C’è qualche eccezione. Nel 2003, Hersh è stato tra i primi a raccontare la storia dei falsi documenti italiani che avrebbero provato l’acquisto iracheno di uranio nigerino, collegandola al discorso sullo stato dell’Unione con cui Bush ha giustificato l’intervento in Iraq.
In seguito quella costruzione dietrologica è crollata, ma continua a circolare ancora oggi e in Italia è stata raccolta da due cronisti di Repubblica, Carlo Bonini e Giuseppe D’Avanzo, molto stimati da Hersh (qualche settimana fa, Bonini e D’Avanzo, assieme al direttore Ezio Mauro, sono stati condannati dal Tribunale di Roma per diffamazione nei confronti di Michael Ledeen, accusato di aver saputo in anticipo che i terroristi palestinesi stavano organizzando la strage palestinese all’aeroporto di Fiumicino nel 1985). Hersh è tornato a far rumore con lo scoop sulle torture nel carcere iracheno di Abu Ghraib che, malgrado tutti glielo attribuiscano, in realtà non è suo, ma della rete televisiva Cbs che con la trasmissione “60 minutes” ha mostrato le foto dello scandalo qualche giorno prima del suo articolo sul New Yorker. 
I suoi critici sostengono che Hersh sia un figlio del “movimento” degli anni Sessanta, il cantore della malvagità naturale del governo, specie di quello americano, lo scavatore di ogni possibile complotto ordito dal sistema politico di Washington contro gli oppressi e inermi.

Gli ultimi due complotti, per dire, sono di qualche giorno fa. Intervistato dalla radio Npr, Hersh ha detto che Dick Cheney, l’ex vicepresidente di Bush, continua a dettare la linea al Pentagono e a influenzare la politica di sicurezza dell’Amministrazione Obama, grazie a una serie di funzionari che risponderebbero a lui e non al nuovo capo della Casa Bianca.
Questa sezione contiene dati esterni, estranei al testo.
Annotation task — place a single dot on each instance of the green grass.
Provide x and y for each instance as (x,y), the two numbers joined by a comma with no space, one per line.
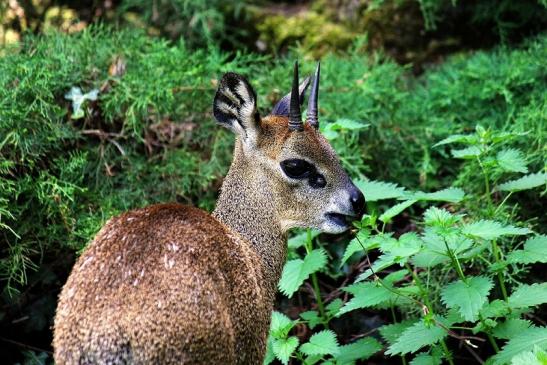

L’altro strepitoso esercizio dietrologico è stato pronunciato all’Università del Minnesota, dove Hersh ha detto che gli Stati Uniti hanno un programma segreto con cui uccide clandestinamente i nemici della Cia.
Prove fornite, ovviamente, nessuna. In realtà non bisogna mai prendere sul serio le cose che Hersh dice a voce, rispetto a quelle che scrive. E’ stato lui stesso a spiegare la differenza: “Sto soltanto parlando, non sto scrivendo”.
Secondo Hersh, infatti, ci sono due livelli di etica professionale cui si deve attenere un giornalista. Quando scrive deve essere accurato e preciso, quando parla in televisione o in radio o a una manifestazione pubblica può dire ogni cosa: “Qualche volta cambio eventi, date e luoghi, in un certo senso per proteggere la gente – ha detto a un giornalista del New York Magazine – Se scrivo non posso cambiare le carte in tavola, ma se parlo posso certamente farlo”.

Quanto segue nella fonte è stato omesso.